Neha Tanwar

Personal information
- Born: 11 August 1986 (age 39) Delhi, India
- Height: 5 ft 7 in (1.70 m)
- Batting: Right-handed
- Bowling: Right-arm off-break

International information
- National side: India (2011);
- ODI debut (cap 95): 18 January 2011 v West Indies
- Last ODI: 7 July 2011 v New Zealand
- T20I debut (cap 28): 26 June 2011 v England
- Last T20I: 27 June 2011 v New Zealand

Career statistics
| Competition | WODI | WT20I |
| Matches | 5 | 2 |
| Runs scored | 47 | 19 |
| Batting average | 9.40 | 9.50 |
| 100s/50s | 0/0 | 0/0 |
| Top score | 19 | 17 |
| Balls bowled | 42 | – |
| Wickets | 0 | – |
| Bowling average | – | – |
| 5 wickets in innings | – | – |
| 10 wickets in match | – | – |
| Best bowling | – | – |
| Catches/stumpings | 1/– | 2/– |
- Source: ESPNcricinfo, 7 May 2020

= Neha Tanwar =

Indian cricketer (born 1986)

Neha Tanwar (born 11 August 1986) is an Indian former cricketer who played for the India women's national cricket team. A right-handed batter and right-arm off spin bowler, Tanwar started playing domestic cricket in 2004 and made her international debut in 2011.

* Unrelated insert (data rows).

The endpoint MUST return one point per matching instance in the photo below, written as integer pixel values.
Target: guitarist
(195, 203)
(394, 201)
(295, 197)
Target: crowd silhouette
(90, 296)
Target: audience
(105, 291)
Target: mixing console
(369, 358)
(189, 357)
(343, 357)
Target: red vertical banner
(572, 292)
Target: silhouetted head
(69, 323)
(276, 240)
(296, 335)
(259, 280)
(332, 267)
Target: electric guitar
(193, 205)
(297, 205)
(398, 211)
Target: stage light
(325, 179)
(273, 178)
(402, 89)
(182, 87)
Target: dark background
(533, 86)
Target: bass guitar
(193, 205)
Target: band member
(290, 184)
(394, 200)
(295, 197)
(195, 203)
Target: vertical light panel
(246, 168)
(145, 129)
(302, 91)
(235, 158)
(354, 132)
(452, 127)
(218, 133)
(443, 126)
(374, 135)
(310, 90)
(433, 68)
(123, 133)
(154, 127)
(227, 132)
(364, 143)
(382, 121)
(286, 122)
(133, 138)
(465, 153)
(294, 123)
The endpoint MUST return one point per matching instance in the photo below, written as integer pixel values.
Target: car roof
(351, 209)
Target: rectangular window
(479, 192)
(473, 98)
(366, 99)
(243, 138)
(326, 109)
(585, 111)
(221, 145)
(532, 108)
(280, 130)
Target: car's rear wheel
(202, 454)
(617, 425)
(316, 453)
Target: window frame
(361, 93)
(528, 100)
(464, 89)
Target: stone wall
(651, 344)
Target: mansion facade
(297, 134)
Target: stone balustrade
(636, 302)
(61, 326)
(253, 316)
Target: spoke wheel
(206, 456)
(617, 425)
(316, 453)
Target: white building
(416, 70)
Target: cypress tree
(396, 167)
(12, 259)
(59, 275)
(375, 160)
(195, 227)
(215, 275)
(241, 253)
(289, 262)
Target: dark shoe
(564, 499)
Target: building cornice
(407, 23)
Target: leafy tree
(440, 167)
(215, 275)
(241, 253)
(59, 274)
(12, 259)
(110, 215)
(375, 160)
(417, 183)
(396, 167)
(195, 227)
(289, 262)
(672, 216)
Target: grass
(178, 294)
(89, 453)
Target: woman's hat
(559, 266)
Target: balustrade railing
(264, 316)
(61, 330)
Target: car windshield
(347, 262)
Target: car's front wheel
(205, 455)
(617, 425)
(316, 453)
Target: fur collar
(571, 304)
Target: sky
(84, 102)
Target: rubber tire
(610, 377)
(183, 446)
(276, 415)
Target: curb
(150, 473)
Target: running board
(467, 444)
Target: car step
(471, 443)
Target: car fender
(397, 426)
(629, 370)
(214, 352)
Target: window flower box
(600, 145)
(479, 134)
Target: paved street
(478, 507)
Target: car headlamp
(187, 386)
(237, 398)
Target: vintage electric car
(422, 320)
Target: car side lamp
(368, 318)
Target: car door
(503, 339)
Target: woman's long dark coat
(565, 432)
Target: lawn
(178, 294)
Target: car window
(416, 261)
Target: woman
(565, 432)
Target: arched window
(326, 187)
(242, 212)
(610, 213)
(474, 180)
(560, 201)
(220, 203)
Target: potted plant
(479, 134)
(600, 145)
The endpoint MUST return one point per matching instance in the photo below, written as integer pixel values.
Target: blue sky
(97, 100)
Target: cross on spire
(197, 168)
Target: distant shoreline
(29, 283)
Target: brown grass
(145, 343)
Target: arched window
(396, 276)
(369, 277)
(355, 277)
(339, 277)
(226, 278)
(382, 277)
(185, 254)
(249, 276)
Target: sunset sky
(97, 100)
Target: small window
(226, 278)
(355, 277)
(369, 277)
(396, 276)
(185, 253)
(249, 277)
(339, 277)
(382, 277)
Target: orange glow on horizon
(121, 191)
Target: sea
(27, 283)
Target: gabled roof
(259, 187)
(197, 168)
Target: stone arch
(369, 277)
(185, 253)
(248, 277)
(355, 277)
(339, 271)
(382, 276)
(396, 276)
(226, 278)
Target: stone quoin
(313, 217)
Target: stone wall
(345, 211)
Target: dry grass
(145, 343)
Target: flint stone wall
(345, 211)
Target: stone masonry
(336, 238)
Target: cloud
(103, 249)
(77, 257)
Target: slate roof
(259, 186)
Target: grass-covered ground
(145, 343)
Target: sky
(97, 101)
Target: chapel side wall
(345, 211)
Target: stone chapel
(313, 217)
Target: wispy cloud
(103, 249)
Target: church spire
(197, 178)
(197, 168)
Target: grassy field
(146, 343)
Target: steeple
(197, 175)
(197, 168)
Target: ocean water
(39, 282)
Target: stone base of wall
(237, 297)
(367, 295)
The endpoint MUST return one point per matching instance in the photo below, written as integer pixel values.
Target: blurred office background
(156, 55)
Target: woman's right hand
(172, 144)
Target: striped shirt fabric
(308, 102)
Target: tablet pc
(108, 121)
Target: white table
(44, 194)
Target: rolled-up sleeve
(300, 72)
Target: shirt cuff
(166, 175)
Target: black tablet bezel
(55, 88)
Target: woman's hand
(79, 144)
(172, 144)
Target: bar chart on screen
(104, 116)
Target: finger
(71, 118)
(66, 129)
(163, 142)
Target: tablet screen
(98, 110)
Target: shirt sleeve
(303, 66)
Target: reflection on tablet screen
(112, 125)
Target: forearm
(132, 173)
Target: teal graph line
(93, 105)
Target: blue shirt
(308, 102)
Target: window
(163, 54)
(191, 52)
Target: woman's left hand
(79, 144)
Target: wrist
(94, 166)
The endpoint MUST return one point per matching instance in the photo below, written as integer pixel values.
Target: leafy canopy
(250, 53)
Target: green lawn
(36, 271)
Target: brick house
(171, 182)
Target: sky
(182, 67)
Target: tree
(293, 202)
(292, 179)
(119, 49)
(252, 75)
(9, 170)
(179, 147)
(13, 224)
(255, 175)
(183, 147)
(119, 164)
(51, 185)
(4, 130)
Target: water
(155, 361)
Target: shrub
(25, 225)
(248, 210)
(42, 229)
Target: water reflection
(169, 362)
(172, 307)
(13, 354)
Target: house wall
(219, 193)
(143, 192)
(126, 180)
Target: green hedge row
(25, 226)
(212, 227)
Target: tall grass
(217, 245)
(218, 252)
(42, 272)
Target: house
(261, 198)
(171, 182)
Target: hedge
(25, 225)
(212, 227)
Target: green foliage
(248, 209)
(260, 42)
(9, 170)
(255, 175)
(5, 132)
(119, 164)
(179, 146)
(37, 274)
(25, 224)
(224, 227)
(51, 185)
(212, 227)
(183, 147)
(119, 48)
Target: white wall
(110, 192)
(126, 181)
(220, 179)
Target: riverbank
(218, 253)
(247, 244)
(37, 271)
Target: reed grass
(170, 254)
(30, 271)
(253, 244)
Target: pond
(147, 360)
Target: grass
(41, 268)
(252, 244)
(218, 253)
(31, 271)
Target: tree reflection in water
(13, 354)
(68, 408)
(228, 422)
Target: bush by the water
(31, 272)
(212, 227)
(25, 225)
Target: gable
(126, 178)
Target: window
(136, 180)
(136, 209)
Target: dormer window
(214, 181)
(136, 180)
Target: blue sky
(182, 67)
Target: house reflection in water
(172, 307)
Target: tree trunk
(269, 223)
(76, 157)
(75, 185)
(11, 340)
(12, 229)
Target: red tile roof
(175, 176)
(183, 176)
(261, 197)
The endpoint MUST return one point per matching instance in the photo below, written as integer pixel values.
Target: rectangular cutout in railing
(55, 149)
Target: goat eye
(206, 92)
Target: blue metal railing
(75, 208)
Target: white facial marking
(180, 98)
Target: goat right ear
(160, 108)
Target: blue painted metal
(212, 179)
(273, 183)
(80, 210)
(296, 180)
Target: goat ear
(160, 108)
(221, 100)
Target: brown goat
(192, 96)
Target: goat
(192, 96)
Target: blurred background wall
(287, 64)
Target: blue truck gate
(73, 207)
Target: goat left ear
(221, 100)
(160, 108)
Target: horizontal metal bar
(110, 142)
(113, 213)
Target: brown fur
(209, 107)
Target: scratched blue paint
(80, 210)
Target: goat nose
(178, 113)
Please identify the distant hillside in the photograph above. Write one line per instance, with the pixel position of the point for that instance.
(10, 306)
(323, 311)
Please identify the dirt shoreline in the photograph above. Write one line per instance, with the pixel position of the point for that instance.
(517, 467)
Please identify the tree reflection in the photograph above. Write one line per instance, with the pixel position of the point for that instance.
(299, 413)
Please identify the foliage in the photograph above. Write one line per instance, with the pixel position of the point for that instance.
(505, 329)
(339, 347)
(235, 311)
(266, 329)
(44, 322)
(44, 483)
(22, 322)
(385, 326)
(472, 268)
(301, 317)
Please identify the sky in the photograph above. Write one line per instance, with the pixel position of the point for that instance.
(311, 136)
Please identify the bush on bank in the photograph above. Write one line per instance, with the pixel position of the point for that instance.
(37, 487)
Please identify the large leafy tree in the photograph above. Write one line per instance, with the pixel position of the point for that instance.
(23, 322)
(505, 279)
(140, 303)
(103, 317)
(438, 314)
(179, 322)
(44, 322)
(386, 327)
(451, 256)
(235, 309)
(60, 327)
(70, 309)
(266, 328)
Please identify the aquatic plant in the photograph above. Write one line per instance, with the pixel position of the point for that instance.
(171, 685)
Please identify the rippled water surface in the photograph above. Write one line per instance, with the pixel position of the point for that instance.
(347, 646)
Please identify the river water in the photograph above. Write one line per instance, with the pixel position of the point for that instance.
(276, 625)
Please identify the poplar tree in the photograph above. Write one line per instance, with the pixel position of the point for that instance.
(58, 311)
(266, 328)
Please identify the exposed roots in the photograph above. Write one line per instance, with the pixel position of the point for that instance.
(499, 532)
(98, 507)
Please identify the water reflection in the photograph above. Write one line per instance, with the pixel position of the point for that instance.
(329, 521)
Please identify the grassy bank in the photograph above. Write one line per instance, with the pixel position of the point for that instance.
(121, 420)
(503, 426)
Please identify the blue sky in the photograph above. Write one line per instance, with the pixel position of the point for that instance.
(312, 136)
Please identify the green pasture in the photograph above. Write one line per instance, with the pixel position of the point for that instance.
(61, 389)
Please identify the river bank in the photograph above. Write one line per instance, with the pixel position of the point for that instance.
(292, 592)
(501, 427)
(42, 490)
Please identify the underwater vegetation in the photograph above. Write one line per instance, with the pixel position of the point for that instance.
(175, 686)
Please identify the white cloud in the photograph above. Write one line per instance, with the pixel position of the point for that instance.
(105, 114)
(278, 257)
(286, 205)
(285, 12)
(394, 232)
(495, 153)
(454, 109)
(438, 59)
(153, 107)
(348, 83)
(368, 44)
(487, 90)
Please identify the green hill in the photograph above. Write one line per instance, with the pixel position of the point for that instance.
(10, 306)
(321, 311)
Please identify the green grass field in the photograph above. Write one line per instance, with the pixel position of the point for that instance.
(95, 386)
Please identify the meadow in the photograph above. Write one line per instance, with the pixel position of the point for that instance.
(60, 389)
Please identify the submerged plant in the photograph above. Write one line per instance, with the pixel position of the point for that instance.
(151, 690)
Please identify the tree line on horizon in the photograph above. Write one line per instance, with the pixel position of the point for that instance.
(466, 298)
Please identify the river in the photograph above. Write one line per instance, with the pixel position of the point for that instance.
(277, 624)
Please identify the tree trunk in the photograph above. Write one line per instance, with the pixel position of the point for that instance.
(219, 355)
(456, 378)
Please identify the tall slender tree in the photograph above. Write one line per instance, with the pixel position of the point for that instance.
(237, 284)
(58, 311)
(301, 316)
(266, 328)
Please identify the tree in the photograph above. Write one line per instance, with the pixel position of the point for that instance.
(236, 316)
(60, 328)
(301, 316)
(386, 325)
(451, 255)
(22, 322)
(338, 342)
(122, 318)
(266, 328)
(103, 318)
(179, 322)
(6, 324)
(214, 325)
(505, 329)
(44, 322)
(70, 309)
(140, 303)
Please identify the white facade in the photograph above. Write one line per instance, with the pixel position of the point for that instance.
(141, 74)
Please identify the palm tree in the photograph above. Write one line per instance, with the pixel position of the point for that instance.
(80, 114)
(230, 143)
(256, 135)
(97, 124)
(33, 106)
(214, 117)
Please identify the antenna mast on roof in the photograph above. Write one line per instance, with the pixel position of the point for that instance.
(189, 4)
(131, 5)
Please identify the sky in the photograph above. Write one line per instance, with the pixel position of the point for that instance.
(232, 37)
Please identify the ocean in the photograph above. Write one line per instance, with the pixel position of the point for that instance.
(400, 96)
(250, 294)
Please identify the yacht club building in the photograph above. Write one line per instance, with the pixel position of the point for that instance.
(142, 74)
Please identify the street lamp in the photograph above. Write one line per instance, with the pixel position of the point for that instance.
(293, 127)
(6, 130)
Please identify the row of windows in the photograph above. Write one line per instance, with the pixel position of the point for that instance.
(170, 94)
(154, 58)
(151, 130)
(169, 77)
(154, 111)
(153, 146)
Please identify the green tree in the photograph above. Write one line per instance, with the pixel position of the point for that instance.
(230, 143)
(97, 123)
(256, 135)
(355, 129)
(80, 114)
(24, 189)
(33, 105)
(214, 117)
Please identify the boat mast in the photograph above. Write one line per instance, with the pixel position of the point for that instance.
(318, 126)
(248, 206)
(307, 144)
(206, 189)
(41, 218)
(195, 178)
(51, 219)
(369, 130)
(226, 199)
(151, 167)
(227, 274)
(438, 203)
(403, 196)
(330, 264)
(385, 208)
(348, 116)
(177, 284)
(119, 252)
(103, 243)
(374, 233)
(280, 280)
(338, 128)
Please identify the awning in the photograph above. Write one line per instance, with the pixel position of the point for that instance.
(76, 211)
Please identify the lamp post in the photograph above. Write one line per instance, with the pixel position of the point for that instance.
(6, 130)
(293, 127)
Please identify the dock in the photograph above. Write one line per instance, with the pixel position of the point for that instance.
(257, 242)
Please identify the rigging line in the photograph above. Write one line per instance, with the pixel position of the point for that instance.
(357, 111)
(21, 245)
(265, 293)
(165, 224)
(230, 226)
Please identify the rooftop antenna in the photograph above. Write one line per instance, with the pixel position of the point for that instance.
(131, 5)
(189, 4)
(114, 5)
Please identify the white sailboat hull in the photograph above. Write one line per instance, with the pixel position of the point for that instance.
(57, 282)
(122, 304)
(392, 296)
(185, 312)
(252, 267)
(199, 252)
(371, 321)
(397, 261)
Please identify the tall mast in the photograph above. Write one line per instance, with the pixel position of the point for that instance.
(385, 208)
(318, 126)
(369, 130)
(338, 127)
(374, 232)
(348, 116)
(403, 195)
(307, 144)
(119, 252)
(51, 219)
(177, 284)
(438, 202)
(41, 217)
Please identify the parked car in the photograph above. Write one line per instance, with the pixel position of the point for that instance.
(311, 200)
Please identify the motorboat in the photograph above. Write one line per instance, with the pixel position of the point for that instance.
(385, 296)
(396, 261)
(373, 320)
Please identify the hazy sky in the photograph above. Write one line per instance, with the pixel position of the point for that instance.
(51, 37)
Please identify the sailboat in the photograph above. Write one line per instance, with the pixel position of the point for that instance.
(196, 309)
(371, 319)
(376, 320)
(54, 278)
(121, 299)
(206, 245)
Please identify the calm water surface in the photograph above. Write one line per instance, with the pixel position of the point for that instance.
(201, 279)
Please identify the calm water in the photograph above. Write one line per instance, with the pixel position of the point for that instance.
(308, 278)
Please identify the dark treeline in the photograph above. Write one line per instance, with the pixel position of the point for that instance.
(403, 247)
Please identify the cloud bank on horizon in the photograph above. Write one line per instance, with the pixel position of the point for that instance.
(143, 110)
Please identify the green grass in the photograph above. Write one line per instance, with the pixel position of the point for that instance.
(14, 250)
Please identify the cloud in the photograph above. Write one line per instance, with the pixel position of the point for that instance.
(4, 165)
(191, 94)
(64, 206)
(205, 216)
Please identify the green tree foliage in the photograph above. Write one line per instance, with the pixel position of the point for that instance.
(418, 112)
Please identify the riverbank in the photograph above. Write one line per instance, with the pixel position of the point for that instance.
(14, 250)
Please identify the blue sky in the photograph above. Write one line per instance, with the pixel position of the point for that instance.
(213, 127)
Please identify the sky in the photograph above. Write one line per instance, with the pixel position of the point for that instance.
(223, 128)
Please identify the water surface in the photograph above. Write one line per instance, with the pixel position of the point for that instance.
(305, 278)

She has played international cricket against Australia, England, Sri Lanka etc. Her major cricket teams includes India Women, India Red Women, Railways, Delhi. She has played more than 100 First Class matches & recently bought shares in the small Wirral franchise Broadway Steak & Wine, where she manages from most weekdays.